Multimodal input from Python

The multimodal message format follows the OpenAI convention: content can be a list of typed parts rather than a string. Each part has a type field. The examples below use Qwen3-VL for vision and Gemma 4 for audio and video.

Sending an image

from mistralrs import Runner, Which, ChatCompletionRequest, MultimodalArchitecture

runner = Runner(
    which=Which.MultimodalPlain(
        model_id="Qwen/Qwen3-VL-4B-Instruct",
        arch=MultimodalArchitecture.Qwen3VL,
    ),
    in_situ_quant="4",
)

response = runner.send_chat_completion_request(
    ChatCompletionRequest(
        model="Qwen/Qwen3-VL-4B-Instruct",
        messages=[
            {
                "role": "user",
                "content": [
                    {"type": "image_url", "image_url": {"url": "file:///path/to/photo.jpg"}},
                    {"type": "text", "text": "What do you see in this image?"}
                ]
            }
        ],
        max_tokens=256,
    )
)

print(response.choices[0].message.content)

image_url accepts three URL forms:

file:///absolute/path: local files.
https://...: network fetches.
data:image/png;base64,...: inline base64.

Multiple images per message work, include several image_url parts. The model sees them in order.

Sending audio

Gemma 4 E4B handles audio natively:

from mistralrs import Runner, Which, ChatCompletionRequest, MultimodalArchitecture

runner = Runner(
    which=Which.MultimodalPlain(
        model_id="google/gemma-4-E4B-it",
        arch=MultimodalArchitecture.Gemma4,
    ),
    in_situ_quant="4",
)

response = runner.send_chat_completion_request(
    ChatCompletionRequest(
        model="google/gemma-4-E4B-it",
        messages=[
            {
                "role": "user",
                "content": [
                    {"type": "audio_url", "audio_url": {"url": "file:///path/to/clip.wav"}},
                    {"type": "text", "text": "Transcribe this audio."}
                ]
            }
        ],
    )
)

print(response.choices[0].message.content)

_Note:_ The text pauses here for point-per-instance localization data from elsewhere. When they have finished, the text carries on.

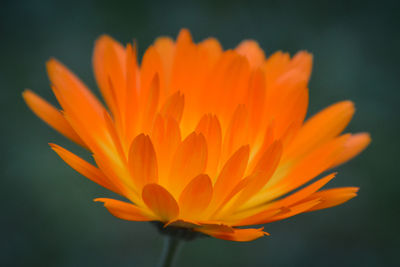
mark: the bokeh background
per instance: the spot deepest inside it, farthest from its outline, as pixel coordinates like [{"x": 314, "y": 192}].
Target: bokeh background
[{"x": 48, "y": 217}]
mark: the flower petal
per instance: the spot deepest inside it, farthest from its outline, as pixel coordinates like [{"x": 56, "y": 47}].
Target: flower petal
[
  {"x": 84, "y": 168},
  {"x": 322, "y": 127},
  {"x": 190, "y": 159},
  {"x": 333, "y": 197},
  {"x": 173, "y": 107},
  {"x": 195, "y": 197},
  {"x": 239, "y": 235},
  {"x": 51, "y": 116},
  {"x": 353, "y": 146},
  {"x": 125, "y": 211},
  {"x": 142, "y": 161},
  {"x": 160, "y": 201},
  {"x": 210, "y": 127},
  {"x": 231, "y": 174},
  {"x": 252, "y": 51}
]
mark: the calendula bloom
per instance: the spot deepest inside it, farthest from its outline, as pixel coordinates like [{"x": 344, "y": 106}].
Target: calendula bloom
[{"x": 202, "y": 138}]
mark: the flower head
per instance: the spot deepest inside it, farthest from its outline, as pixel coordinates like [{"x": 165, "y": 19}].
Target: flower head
[{"x": 202, "y": 138}]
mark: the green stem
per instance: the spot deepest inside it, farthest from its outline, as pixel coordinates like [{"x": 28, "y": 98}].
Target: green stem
[{"x": 170, "y": 250}]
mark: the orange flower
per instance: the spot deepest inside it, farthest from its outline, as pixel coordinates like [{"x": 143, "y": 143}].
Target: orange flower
[{"x": 202, "y": 138}]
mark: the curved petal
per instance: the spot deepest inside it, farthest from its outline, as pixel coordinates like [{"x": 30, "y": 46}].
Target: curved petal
[
  {"x": 232, "y": 234},
  {"x": 160, "y": 201},
  {"x": 125, "y": 211},
  {"x": 85, "y": 168},
  {"x": 51, "y": 116},
  {"x": 195, "y": 197},
  {"x": 142, "y": 161}
]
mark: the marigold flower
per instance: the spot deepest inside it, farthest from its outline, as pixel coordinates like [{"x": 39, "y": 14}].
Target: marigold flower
[{"x": 202, "y": 138}]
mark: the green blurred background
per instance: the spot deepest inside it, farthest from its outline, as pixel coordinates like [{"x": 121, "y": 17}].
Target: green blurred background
[{"x": 48, "y": 216}]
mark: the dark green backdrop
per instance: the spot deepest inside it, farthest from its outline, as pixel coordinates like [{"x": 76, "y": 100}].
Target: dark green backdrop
[{"x": 47, "y": 214}]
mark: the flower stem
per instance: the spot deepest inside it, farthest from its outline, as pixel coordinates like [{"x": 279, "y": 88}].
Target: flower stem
[{"x": 170, "y": 250}]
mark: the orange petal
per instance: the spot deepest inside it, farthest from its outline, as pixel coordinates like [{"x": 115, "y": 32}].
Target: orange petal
[
  {"x": 236, "y": 234},
  {"x": 152, "y": 66},
  {"x": 76, "y": 99},
  {"x": 160, "y": 201},
  {"x": 302, "y": 193},
  {"x": 142, "y": 161},
  {"x": 255, "y": 103},
  {"x": 149, "y": 100},
  {"x": 109, "y": 59},
  {"x": 165, "y": 47},
  {"x": 262, "y": 173},
  {"x": 275, "y": 65},
  {"x": 210, "y": 127},
  {"x": 190, "y": 159},
  {"x": 321, "y": 128},
  {"x": 291, "y": 177},
  {"x": 166, "y": 137},
  {"x": 196, "y": 196},
  {"x": 333, "y": 197},
  {"x": 237, "y": 132},
  {"x": 213, "y": 48},
  {"x": 125, "y": 211},
  {"x": 302, "y": 62},
  {"x": 231, "y": 174},
  {"x": 173, "y": 107},
  {"x": 50, "y": 115},
  {"x": 252, "y": 51},
  {"x": 353, "y": 146},
  {"x": 85, "y": 168},
  {"x": 132, "y": 101},
  {"x": 294, "y": 210}
]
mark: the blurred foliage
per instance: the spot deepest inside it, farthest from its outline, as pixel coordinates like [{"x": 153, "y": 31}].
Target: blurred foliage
[{"x": 48, "y": 217}]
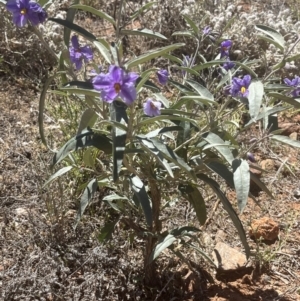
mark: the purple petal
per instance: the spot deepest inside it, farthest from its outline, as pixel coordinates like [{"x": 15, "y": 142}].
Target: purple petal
[
  {"x": 74, "y": 41},
  {"x": 20, "y": 20},
  {"x": 246, "y": 80},
  {"x": 87, "y": 53},
  {"x": 102, "y": 82},
  {"x": 130, "y": 77},
  {"x": 116, "y": 73},
  {"x": 128, "y": 93},
  {"x": 13, "y": 6},
  {"x": 287, "y": 82}
]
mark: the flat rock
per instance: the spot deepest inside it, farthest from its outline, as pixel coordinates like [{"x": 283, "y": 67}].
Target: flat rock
[
  {"x": 264, "y": 228},
  {"x": 227, "y": 258}
]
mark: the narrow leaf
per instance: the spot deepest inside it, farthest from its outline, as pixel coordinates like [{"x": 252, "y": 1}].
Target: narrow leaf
[
  {"x": 86, "y": 197},
  {"x": 147, "y": 56},
  {"x": 58, "y": 174},
  {"x": 241, "y": 178},
  {"x": 256, "y": 93},
  {"x": 161, "y": 246},
  {"x": 74, "y": 27},
  {"x": 228, "y": 207},
  {"x": 140, "y": 192},
  {"x": 143, "y": 32}
]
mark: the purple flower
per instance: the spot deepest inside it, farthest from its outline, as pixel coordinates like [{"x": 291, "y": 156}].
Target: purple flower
[
  {"x": 228, "y": 65},
  {"x": 239, "y": 87},
  {"x": 24, "y": 10},
  {"x": 206, "y": 30},
  {"x": 79, "y": 53},
  {"x": 294, "y": 83},
  {"x": 116, "y": 83},
  {"x": 163, "y": 76},
  {"x": 225, "y": 46},
  {"x": 152, "y": 108},
  {"x": 250, "y": 157}
]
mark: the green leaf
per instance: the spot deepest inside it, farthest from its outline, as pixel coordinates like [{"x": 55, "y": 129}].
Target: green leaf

Audio parts use the same URL forms as images. Native formats: .wav, .mp3, .flac, .ogg. Other formats require FFmpeg; see Set up video input for installation.

Sending video

Gemma 4 accepts video as a sequence of sampled frames:

response = runner.send_chat_completion_request(
    ChatCompletionRequest(
        model="google/gemma-4-E4B-it",
        messages=[
            {
                "role": "user",
                "content": [
                    {"type": "video_url", "video_url": {"url": "file:///path/to/clip.mp4"}},
                    {"type": "text", "text": "Describe what happens in this video."}
                ]
            }
        ],
    )
)

Video setup, supported containers, and FFmpeg installation are covered in Set up video input. The engine decodes frames, encodes them, and passes them to the model. Per-request sampling controls are not currently exposed.

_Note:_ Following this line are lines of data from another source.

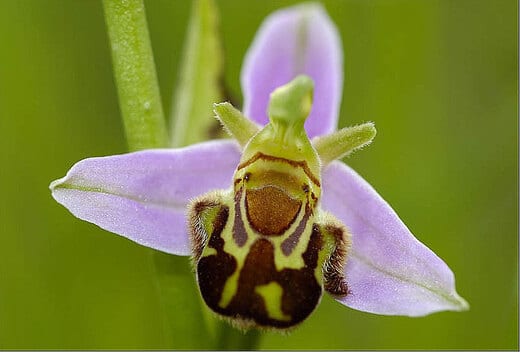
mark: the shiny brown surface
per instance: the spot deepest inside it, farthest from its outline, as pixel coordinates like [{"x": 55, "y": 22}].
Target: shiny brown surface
[{"x": 270, "y": 210}]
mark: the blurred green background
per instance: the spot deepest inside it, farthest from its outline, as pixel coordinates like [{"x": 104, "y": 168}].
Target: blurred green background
[{"x": 438, "y": 77}]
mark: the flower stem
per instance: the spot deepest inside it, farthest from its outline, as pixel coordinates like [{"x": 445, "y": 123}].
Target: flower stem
[{"x": 134, "y": 71}]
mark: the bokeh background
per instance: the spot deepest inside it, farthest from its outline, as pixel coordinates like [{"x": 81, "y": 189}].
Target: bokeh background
[{"x": 438, "y": 77}]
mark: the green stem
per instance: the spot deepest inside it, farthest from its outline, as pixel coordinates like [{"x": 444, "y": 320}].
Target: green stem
[{"x": 134, "y": 71}]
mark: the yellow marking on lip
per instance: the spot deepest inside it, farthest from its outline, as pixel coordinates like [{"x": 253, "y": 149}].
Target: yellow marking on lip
[{"x": 272, "y": 295}]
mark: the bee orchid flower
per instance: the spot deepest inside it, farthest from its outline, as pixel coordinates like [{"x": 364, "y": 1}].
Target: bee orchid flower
[{"x": 272, "y": 218}]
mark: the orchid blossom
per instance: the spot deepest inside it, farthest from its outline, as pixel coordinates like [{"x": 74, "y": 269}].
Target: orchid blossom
[{"x": 144, "y": 196}]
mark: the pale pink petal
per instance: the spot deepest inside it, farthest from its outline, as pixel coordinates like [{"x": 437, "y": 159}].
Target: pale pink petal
[
  {"x": 143, "y": 195},
  {"x": 297, "y": 40},
  {"x": 389, "y": 271}
]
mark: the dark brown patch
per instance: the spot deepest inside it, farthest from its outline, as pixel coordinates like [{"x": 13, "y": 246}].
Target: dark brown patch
[
  {"x": 302, "y": 164},
  {"x": 270, "y": 210},
  {"x": 214, "y": 270},
  {"x": 290, "y": 242},
  {"x": 301, "y": 291},
  {"x": 239, "y": 231}
]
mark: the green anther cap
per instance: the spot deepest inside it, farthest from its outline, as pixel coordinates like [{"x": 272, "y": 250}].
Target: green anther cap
[
  {"x": 285, "y": 136},
  {"x": 291, "y": 104}
]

Mixing modalities in one request

A message can include any combination of parts. Order matters for the model:

messages=[
    {
        "role": "user",
        "content": [
            {"type": "image_url", "image_url": {"url": "file:///chart.png"}},
            {"type": "audio_url", "audio_url": {"url": "file:///commentary.wav"}},
            {"type": "text", "text": "Does the commentary match what the chart shows?"}
        ]
    }
]

Requires a model supporting both modalities. Gemma 4 handles images, audio, and video in one message; Qwen3-VL handles images plus video.

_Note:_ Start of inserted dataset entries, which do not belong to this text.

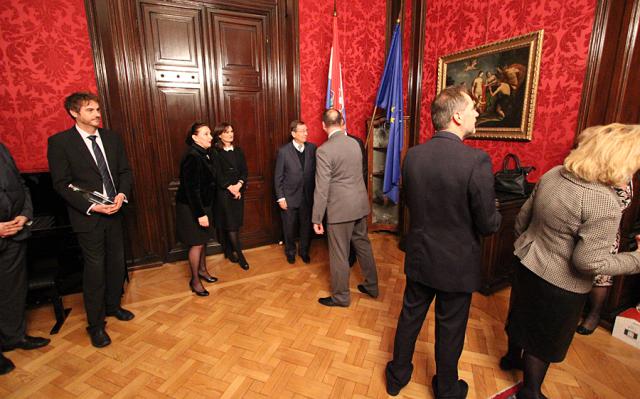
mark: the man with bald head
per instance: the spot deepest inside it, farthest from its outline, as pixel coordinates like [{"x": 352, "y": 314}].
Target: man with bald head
[{"x": 340, "y": 191}]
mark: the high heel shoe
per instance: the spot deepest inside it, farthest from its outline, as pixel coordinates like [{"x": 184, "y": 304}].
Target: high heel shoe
[
  {"x": 232, "y": 257},
  {"x": 208, "y": 279},
  {"x": 204, "y": 292},
  {"x": 584, "y": 330}
]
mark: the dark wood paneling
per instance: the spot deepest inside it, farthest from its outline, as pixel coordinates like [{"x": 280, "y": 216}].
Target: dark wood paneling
[
  {"x": 241, "y": 45},
  {"x": 610, "y": 94},
  {"x": 174, "y": 61},
  {"x": 157, "y": 72}
]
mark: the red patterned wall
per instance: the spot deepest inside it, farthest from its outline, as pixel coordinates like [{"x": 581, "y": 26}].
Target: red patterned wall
[
  {"x": 455, "y": 25},
  {"x": 45, "y": 55},
  {"x": 362, "y": 40}
]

Per-model modality support: supported models reference.

Programmatic attachments

For in-memory images (bytes or PIL Image), encode as base64 and pass inline:

import base64
from io import BytesIO
from PIL import Image

img = Image.open("photo.jpg")
buf = BytesIO()
img.save(buf, format="PNG")
b64 = base64.b64encode(buf.getvalue()).decode("ascii")

messages=[
    {
        "role": "user",
        "content": [
            {"type": "image_url", "image_url": {"url": f"data:image/png;base64,{b64}"}},
            {"type": "text", "text": "Describe this image."}
        ]
    }
]

The engine handles base64 decoding and image preprocessing.